Strauss claims that the general crisis in Western world is closely related to the crisis which political philosophy as such is undergoing. Apart from that, the latter is the result of the revolutionary changes introduced by the creators of modern political philosophy, whose conclusions insist that it is necessary to break with tradition in order to construe a new political science. The article examines the straussian’s vision of Machiavelli, Hobbes, Locke and finally, Nietzsche. Based on this description, Strauss proposes that a "return" is needed as an adequate response to failure -or maybe triumph?- of the modern utopia. But the “return”, would not take into account the changes which have affected the world and humanity until the present, as it is just impossible to simply reconstruct the past.
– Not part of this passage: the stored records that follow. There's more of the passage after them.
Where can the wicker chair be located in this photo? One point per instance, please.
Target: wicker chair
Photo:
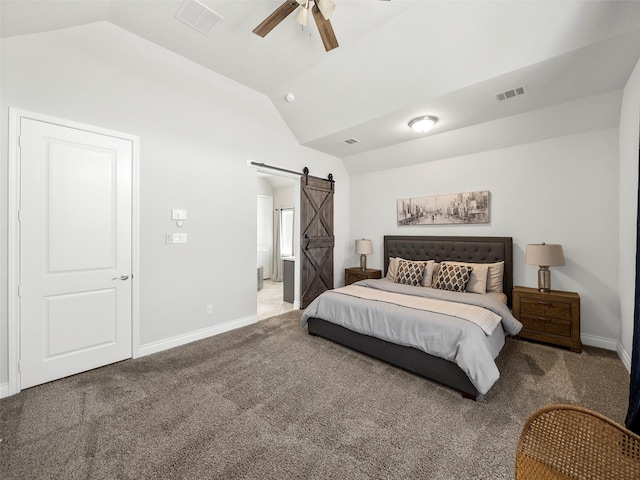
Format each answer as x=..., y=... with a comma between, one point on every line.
x=570, y=442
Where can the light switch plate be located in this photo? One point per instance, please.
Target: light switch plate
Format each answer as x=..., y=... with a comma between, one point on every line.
x=178, y=214
x=180, y=238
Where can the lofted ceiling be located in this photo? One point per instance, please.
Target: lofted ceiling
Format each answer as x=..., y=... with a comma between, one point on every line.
x=397, y=59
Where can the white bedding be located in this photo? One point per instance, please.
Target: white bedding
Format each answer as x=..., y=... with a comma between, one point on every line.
x=444, y=336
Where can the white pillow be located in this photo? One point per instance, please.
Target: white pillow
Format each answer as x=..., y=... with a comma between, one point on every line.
x=479, y=274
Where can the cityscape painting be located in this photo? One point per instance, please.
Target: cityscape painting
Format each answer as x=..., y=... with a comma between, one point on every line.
x=468, y=207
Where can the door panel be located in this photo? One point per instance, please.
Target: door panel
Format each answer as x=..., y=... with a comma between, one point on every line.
x=265, y=234
x=317, y=239
x=75, y=251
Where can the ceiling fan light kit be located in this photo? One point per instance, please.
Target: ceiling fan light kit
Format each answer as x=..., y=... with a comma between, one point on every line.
x=322, y=10
x=302, y=15
x=423, y=124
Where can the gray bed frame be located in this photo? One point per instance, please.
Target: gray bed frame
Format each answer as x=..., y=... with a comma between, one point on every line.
x=438, y=248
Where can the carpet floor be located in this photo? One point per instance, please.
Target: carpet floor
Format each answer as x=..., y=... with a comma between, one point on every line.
x=268, y=401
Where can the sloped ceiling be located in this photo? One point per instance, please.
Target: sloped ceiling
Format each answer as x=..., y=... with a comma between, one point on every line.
x=397, y=60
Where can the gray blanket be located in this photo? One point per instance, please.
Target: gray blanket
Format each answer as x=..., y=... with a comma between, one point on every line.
x=451, y=338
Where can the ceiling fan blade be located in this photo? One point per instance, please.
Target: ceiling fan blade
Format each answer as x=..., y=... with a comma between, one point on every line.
x=326, y=30
x=276, y=17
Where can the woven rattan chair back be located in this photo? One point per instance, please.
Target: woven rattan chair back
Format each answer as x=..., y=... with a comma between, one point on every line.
x=570, y=442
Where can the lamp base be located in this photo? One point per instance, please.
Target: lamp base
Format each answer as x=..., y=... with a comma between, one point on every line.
x=544, y=279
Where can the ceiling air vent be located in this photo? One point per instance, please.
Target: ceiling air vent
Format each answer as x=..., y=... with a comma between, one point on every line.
x=196, y=15
x=514, y=92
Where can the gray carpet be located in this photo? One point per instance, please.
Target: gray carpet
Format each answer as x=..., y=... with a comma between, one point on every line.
x=268, y=401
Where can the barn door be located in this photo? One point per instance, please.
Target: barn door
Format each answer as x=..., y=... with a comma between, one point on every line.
x=316, y=237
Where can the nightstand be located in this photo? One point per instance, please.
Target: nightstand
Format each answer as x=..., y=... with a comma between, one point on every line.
x=355, y=274
x=551, y=317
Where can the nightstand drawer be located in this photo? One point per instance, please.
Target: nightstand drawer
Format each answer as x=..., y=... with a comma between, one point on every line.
x=543, y=308
x=354, y=274
x=547, y=325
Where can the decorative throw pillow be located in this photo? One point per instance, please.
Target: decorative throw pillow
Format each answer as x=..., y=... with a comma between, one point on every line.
x=429, y=273
x=453, y=277
x=495, y=276
x=478, y=279
x=392, y=270
x=410, y=273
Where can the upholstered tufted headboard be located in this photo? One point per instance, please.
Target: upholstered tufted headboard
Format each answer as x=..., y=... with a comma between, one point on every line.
x=457, y=249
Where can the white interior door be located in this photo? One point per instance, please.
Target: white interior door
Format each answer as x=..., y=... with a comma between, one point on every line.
x=265, y=233
x=75, y=251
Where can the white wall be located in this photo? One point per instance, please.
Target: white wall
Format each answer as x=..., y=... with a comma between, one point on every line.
x=197, y=129
x=563, y=190
x=628, y=202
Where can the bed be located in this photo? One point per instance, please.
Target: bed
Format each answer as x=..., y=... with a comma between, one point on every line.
x=355, y=321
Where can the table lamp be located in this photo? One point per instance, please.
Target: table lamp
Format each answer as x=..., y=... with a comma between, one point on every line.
x=544, y=255
x=364, y=248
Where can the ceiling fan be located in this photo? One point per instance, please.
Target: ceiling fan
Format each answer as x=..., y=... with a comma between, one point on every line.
x=321, y=11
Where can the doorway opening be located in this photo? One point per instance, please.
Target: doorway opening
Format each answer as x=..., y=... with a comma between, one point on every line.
x=277, y=271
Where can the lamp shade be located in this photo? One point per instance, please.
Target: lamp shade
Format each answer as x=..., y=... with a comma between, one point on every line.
x=364, y=247
x=544, y=254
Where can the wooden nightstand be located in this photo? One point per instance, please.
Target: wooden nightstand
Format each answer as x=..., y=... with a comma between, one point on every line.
x=552, y=317
x=355, y=274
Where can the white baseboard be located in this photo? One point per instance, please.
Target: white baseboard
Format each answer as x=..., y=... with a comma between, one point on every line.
x=608, y=344
x=600, y=342
x=624, y=356
x=179, y=340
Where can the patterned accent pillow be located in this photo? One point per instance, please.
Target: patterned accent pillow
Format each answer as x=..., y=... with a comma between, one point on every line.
x=392, y=270
x=453, y=277
x=410, y=273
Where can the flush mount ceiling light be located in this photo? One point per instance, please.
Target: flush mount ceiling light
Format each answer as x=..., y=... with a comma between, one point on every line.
x=423, y=124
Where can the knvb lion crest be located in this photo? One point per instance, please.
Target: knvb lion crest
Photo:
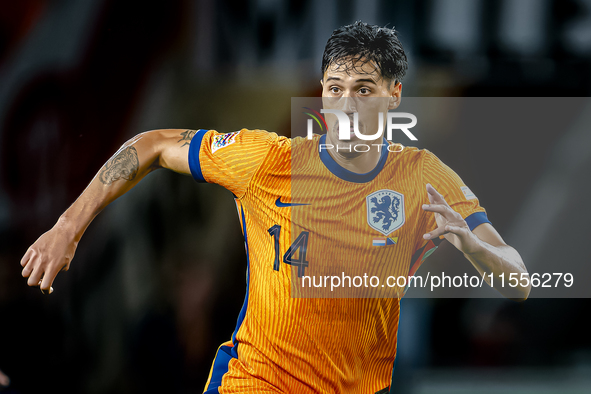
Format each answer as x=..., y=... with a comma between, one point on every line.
x=385, y=211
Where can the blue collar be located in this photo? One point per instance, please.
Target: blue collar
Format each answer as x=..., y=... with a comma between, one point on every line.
x=347, y=175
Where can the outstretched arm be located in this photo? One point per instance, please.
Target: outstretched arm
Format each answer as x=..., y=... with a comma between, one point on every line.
x=483, y=247
x=146, y=152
In this context, the article poses the question about at which moment of history should the "return" begin and, particularly which elements of the complex thinking heritage should be claimed. In this respect, Strauss suggests that the reform of political philosophy (the intent to base it on some new rules, though known in the past) is necessarily equivalent to an amendment of totality. This is so because political philosophy is a part of philosophy which, at the same time, "means the search to know God, the world and the man”, furthermore, it means the search to know the essences of all things. In this way, it is stated here that the great problem about the return lies mainly in that it is not clear where the return aims at.